401K plans are now one of the most popular benefits of most corporations. However, most people don't take full advantage of them as they should.  Here are the major things  you need to know about 401K plans:

 

  • You can convert your 401K plan into an IRA, then use it as a down payment on your house up to 10K per person.  This transaction is penalty free and is a great way to save for a down payment on your first home!  If your company helps to contribute, you can basically use their money for your down payment when you leave.
  • All money put into the 401K is tax free, you only pay taxes on it after you retire and start withdrawing
  • You avoid all the local city and state taxes, so if you save your 401K money in New York City and then move to Washington State., you avoid paying the high city and state tax rates altogether.
  • Your money grows tax-deferred, meaning when you make money from stocks or other investments and you don't have to  pay any tax on it.  You use the government's money to invest for your retirement instead of giving it to them.
  • In an emergency, the government allows you to withdraw funds, however if you withdraw prior to age 59.5 you have to pay an extra 10% tax penalty.
  • You can contribute up to $13,000 for 2004.
  • If you leave your job, you can always convert your 401K to an IRA and buy and sell any stock or mutual fund with it.
  • Most employers contribute money to your 401k plan as a company benefit, another big reason to take advantage of  401k pre-tax deductions
  • How much should I contribute?

    This depends on your personal finances, however you should always try and maximize your 401k.  The reasons for this are that most companies are giving you money in addition to your contributions and also the huge tax savings that occur especially if you live in a high tax state and city.  We recommend contributing as much as you can while you are young so that you don't have to contribute that much when you get older since you have the power of interest compounding.

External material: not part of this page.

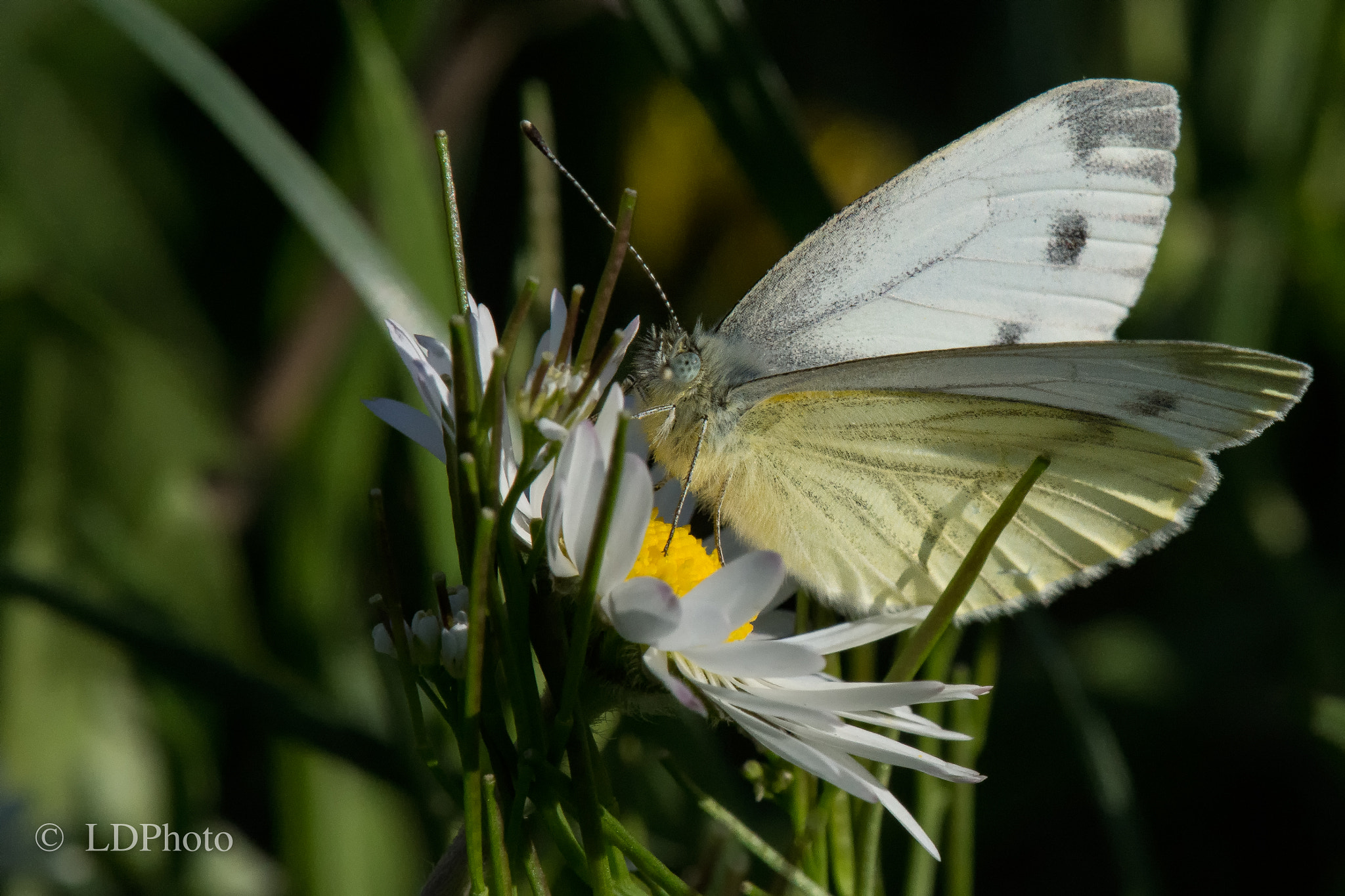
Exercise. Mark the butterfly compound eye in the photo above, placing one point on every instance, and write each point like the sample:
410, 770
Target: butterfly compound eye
684, 367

    Buy a house with your 401K plan than has been converted to an IRA

    What most people don't realize is that if you stash away $10,000 in your 401k, then leave your job and convert it to an IRA, you can then withdraw the money as a down payment for your first house.  This of course is not a good reason to leave your job, but since most people change jobs frequently these days its good to know that you can use the money if you have to before you turn 591/2.  The advantage of doing this is that when you buy a house you usually have high deductions from the mortgage payments from the first year, so you tax rate is less than when you were just working and saving your money.  It also makes it easier to save since the money is pulled from your paycheck automatically and your employer might have even contributed to 401K plan.

    Where should I invest my Money?

    You can see our EFT page for some suggestions if you have a plan that allows you to chose whatever you want.  However, most plans only have a small amount of options available to choose from.  We recommend going for the S&P 500 fund and forgetting about it.  However, if you would like to get more aggressive, you might want to split your money with the S&P fund with an international fund since it looks like most future growth will come from countries like China and India vs. the US.  Whatever you do, make sure you become more conservative as you get older so you don't risk too much of your future when you don't have much time left.